我猶豫了一下,還是把它往褲兜裏一揣,希望等會兒我的動作不會太大把這東西壓爆,但就算壓爆也沒關係,總之,隻要它能浸染到我身上的布料,我就可以把它帶出去。

揣好了貓眼石一樣的東西,夠我開始依次檢查剩下的櫃子。

第四排沒有什麽奇怪的,反正都是各式各樣的屍體,後麵裝著的看起來形態稍微好一點,沒有前麵那個那麽淒慘,唯一的共同點,大概就是他們的傷口上都有那種圓圓的,白色球球一樣的東西。

我的視力隨著時間推移、夜幕降臨變得越來越清晰,開到第四排最後兩個櫃子的時候,我已經能看清楚那種白色的貓眼石是如何貼在傷口上的了——不是放在上麵的,而是掛著的,它接觸屍體的地方有一個像吸盤一樣的東西,讓它可以吸在傷口上。

吸盤和貓眼石其實都是淡淡的粉色,仔細看的話,還有一些深色的脈絡覆蓋著,像人的眼球一樣,讓我感到不舒適和惡心,而如果像我剛剛那樣,伸手摘一個下來,這個吸盤就會留在屍體的傷口上,隻有一顆光滑的貓眼石被摘下來

我多摘了一顆,仔細想了想,把它放到了地上,腳踩了上去,打算把它踩爆。

現在我的視力已經允許我看清這個東西了,所以我要看得更清楚一點——看到裏麵的構造,反正看都看了,要出什麽事也已經出了,現在再後悔來不及,不如不看白不看看,多看一眼賺一眼。

我這樣想著腳底發力,隻聽到輕微的一聲“啵”聲響起,腳掌下明顯地感覺到那個圓形的**球球爆裂了,像是擠痘豆似的手感,居然還有點兒解壓。
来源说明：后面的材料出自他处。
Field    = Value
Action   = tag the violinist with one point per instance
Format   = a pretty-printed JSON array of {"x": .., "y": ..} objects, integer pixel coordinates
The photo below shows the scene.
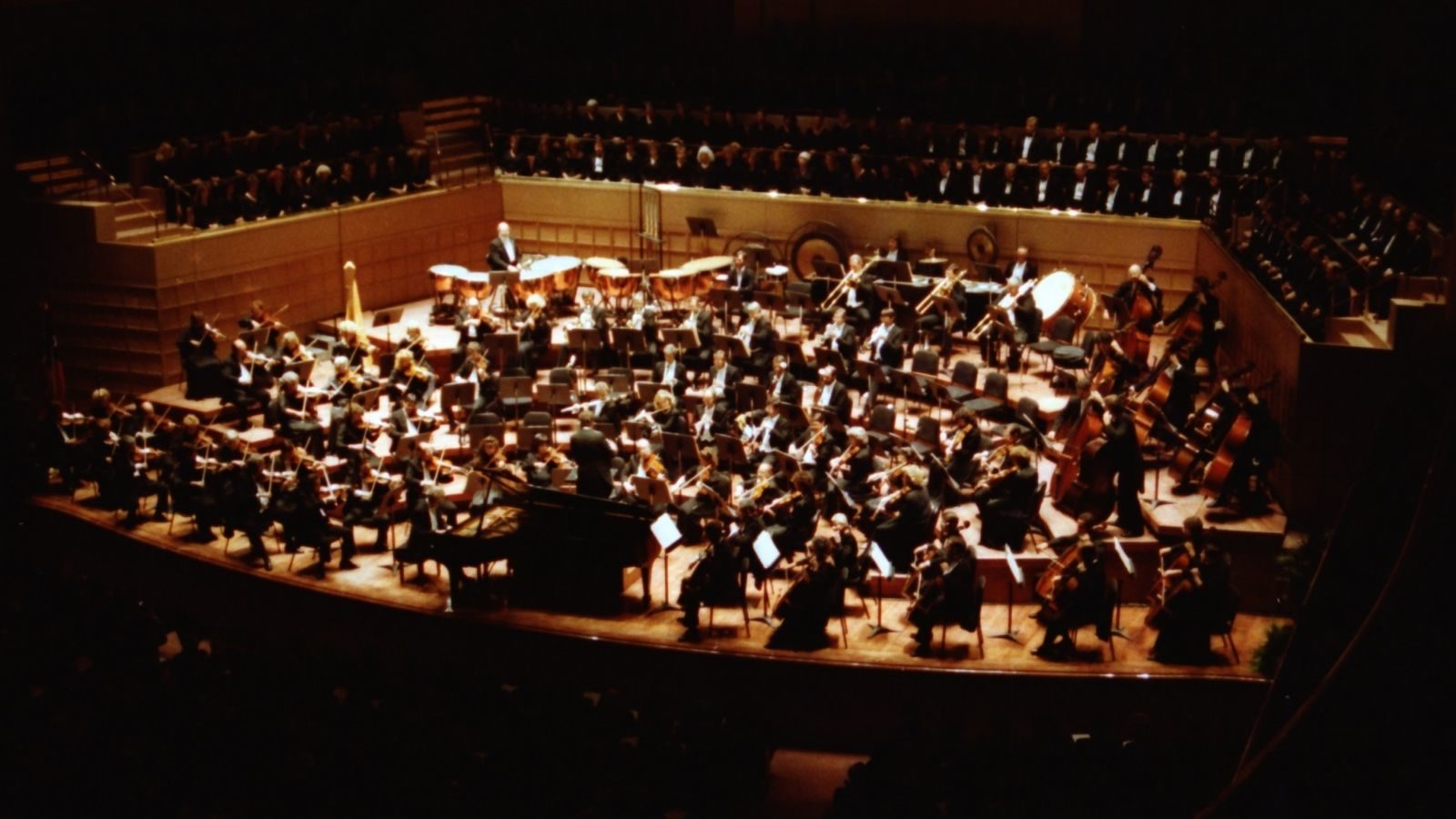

緊接著,透過鞋底我就感覺到了一股寒意鑽了上來,同時我的腳應該是踩到了隻有一層皮包著的那顆胚胎,漿液流完之後,胚胎是硬的,還有點小石頭塊兒的感覺,我一咬牙,狠狠心碾了下去,把它徹底的踩裂了,同時明顯的聽到了有什麽東西吱了一聲,像是老鼠叫。

我操,這玩意兒不是胚胎嗎?不能是活的吧?怎麽還會叫呢?

這一聲吱吱聲,嚇得我全身抖了一下,但我強作鎮定,移開鞋底,朝著那一灘被我踩得血肉模糊的東西看去。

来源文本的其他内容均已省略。